Monday, February 27, 2006

House on Fire

When I was a child, I used to pray at night that my house would burn down. I went to sleep alert for the smell of smoke, with my escape route planned and the few possessions to be saved chosen. I didn’t put much stock in the power of prayer (or God, for that matter), so I didn’t really believe the house would catch fire. I continued to hope, though. I wasn’t wishing for the fiery death of any family members and a romantic life as an orphan or only child. I just wanted the house to burn down so that we could move.

I was fascinated by fresh starts. I wanted to remake myself into someone different. There was really nothing wrong with me, other than being deadly boring. However, if we moved, I would be the mysterious new girl in school with a past of my own choosing. I could be someone exciting!

The house never burned down and we never moved. I lived in the same house on Pine Street until I left for college at 17. In the next six years though (even before joining the Marine Corps), I would move ten times and live in five different cities and four different states. I loved it.

I loved the change of scenery and housemates. (I never had my own place.) I delighted in exploring a new territory and locating the things I needed – grocery store, park, ballet studio, pool, Target, mall. While I no longer had a burning desire to reinvent myself, I did enjoy the fact that my past life was a secret that I could choose to reveal or not.

I discovered that moving is not all fun and games. Being the new girl can be lonely. Breaking into a new network of friends is difficult, and I am frequently reminded that I do not share their group history. My current location (Cincinnati) seems to be a city from which few people ever move away. My local friends all have family with whom they can spend holidays or weekend shopping trips. Although my built-in best friend, Mike, keeps me from being truly lonely, he doesn’t take the place of a gal pal or sister.

Now that we have a house (and I have a garden), moving has lost even more of its glamour. I am quite attached to my landscaping and looking forward to watching it develop. However, Mike has applied to the Navy JAG program, and will probably be accepted. This means we will again become gypsies, moving every three to four years. Gardens aside, though, I am looking forward to the location changes. My wanderlust remains stronger than my nesting instincts. I consider myself fortunate that my childhood wish was indeed granted, just without the flames and smoke.

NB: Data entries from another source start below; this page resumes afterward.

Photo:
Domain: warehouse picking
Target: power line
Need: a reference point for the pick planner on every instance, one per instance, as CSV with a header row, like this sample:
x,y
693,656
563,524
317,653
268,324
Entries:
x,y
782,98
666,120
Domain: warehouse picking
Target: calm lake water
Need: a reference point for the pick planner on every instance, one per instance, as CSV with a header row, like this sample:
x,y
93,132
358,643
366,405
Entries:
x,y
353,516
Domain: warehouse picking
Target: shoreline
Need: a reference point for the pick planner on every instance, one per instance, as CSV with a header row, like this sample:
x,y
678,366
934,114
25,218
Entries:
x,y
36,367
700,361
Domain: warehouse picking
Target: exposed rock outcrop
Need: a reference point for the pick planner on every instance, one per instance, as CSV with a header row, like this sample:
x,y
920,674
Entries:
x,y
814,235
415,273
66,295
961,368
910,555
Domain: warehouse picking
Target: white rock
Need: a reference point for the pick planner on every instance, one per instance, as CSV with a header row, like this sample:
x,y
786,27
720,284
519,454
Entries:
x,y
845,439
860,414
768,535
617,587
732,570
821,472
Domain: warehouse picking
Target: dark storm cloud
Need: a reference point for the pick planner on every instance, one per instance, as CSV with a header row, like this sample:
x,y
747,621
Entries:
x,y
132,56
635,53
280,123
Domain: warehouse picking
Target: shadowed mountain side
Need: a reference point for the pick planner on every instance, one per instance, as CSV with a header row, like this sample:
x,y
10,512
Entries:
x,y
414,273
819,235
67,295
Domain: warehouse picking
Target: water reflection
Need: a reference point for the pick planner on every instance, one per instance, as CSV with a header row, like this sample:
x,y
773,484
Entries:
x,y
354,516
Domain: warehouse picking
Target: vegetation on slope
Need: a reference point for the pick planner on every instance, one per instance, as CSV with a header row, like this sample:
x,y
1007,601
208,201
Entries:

Tuesday, February 14, 2006

Without a Signal

Mike is an angry driver. When riding with him, I alternate between trying to defuse his road rage and ignoring his rants. I am also frequently annoyed by other drivers, but I try to create excuses for their bad driving. Maybe they’re lost. Maybe (like in that country song), they’re old and alone and scared to drive, but have no other way to get around. Maybe their kids are waging war in the backseat. I find that my imagination can usually excuse the slow drivers, the brake-happy drivers, the wandering drivers. What I cannot excuse, or forgive, is the omnipresent non-use of the turn signal.

I try to drive defensively and anticipate what the cars around me will do. This becomes a pointless exercise when other drivers change lanes or turn WITHOUT SIGNALING. Instead of engaging in a logical movement pattern, I am attempting to navigate my way through chaotic, random entities. As you can guess, this elevates my irritation level and makes it hard for me to be understanding with the slow drivers, the brake-happy drivers, and the wandering drivers.

I am absolutely unable to empathize with someone who does not use their turn signal. True, the signal light may be out (this has happened to me), but that excuse is wearing too thin for me to continue to believe. Using the turn signal should be rote. It should be as automatic as the head check when changing lanes. Not to toot my own auto horn, but I’ve even been known to use the turn signal when trying to evade another driver (my dad – I wasn’t supposed to be out driving). The turn signal should be a reflex. If it was meant to be optional, the control wouldn’t be on the steering column. It would be somewhere on the center console.

So, why do I see so many cars change course without signaling? Perhaps using the turn signal isn’t “cool.” (So many lame things are considered “cool” nowadays, (visible underwear, anyone?) that I honestly think this may be a possibility.) Maybe the driver’s right hand is occupied with a cell phone or Big Mac. (The signal bar is usually on the right side of the steering column.) That’s all my imagination can come up with; I’m out of possible scenarios. If you don’t use your signal, tell me why.

What I’d like even more than an explanation though, is for people to just use their signals. Every signalless move contributes to my building road rage. Soon, I’ll be imitating Mike: cursing at people on their cell phones, pretending to chase down jaywalking pedestrians, and swerving at anyone who looks as if they might cut me off. Even I have my tolerance limits.